Debugging Approach That Worked¶

Compare with Original: Looked at IOHK scalanet v0.8.0 source code
Add Detailed Logging: Tracked channel state through initialization sequence
Check Thread Context: Logged which thread/executor was running operations
Test Channel State: Verified isOpen, isActive, isRegistered at each step
Follow Netty Lifecycle: Understood the channel's state machine
Simplify Incrementally: Removed complexity until matching original pattern

Implementation Notes¶

Testing Strategy¶

Unit tests validate: - Basic initialization works and channel becomes active - Client channels can be created after initialization - Multiple peer groups can coexist and shut down cleanly

Final Resolution (November 2025): All three unit tests now pass reliably after fixing the shutdown race condition:

Shutdown Race Fix: The final issue was in the shutdown() method, which used toTask(channel.close()) to asynchronously close the channel. This scheduled work on Netty's EventLoopGroup, but when multiple peer groups were shutting down in sequence, the executor could already be terminating, causing "event executor terminated" errors.

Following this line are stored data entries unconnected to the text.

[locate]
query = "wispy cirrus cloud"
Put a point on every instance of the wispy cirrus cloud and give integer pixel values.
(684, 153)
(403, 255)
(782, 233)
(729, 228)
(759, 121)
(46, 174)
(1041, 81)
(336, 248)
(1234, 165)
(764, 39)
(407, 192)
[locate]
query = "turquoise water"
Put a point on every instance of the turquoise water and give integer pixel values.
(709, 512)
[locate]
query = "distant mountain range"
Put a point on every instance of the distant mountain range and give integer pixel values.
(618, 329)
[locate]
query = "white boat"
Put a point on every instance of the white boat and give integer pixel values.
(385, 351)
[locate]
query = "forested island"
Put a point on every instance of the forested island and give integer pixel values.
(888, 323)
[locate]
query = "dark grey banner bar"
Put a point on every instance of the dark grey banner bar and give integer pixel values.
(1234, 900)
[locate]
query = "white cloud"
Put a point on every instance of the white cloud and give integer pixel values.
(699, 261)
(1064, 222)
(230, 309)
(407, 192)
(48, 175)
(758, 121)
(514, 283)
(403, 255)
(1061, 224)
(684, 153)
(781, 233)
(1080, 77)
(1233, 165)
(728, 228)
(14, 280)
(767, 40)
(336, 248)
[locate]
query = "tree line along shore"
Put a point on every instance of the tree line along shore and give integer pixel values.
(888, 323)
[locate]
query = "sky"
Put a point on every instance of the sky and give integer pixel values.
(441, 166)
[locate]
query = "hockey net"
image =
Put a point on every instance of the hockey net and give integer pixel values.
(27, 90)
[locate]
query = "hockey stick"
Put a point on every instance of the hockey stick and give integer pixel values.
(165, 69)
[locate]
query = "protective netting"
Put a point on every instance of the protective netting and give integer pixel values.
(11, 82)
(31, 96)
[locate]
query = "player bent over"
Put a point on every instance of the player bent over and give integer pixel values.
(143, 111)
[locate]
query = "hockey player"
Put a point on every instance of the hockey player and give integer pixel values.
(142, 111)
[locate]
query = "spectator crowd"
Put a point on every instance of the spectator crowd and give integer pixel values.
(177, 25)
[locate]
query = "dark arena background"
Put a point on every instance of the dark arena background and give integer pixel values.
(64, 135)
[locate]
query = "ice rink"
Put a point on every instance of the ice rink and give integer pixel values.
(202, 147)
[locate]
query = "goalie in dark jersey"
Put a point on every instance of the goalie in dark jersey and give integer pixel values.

Solution: Changed to synchronous close with error handling:

// Before (async scheduling that could fail):
_ <- toTask(serverBinding.channel().close())

// After (synchronous close with error handling):
_ <- IO {
  val channel = serverBinding.channel()
  if (channel.isOpen) {
    channel.close().syncUninterruptibly()
  }
}.handleErrorWith { error =>
  IO(logger.warn(s"Error closing channel: ${error.getMessage}"))
}

This avoids scheduling on the potentially-shutting-down executor and handles errors gracefully.

Integration tests (in production): - Actual peer discovery and enrollment - Long-running stability - Network edge cases (timeouts, unreachable peers, etc.)

Migration Checklist for Similar Issues¶

If encountering similar issues elsewhere in the codebase:

Compare vendored code with original line-by-line
Check for cached references to async resources
Validate resource lifecycle timing (creation → ready → cleanup)
Test cross-thread state inspection
Add lifecycle logging
Create unit tests for resource initialization
Simplify to match proven patterns
Document findings in ADR

References¶

Review and Update¶

This ADR should be reviewed when: - Additional Netty integration issues are discovered - Cats Effect releases major version updates - Performance issues arise in network layer - Similar patterns are needed elsewhere (HTTP clients, database connections, etc.)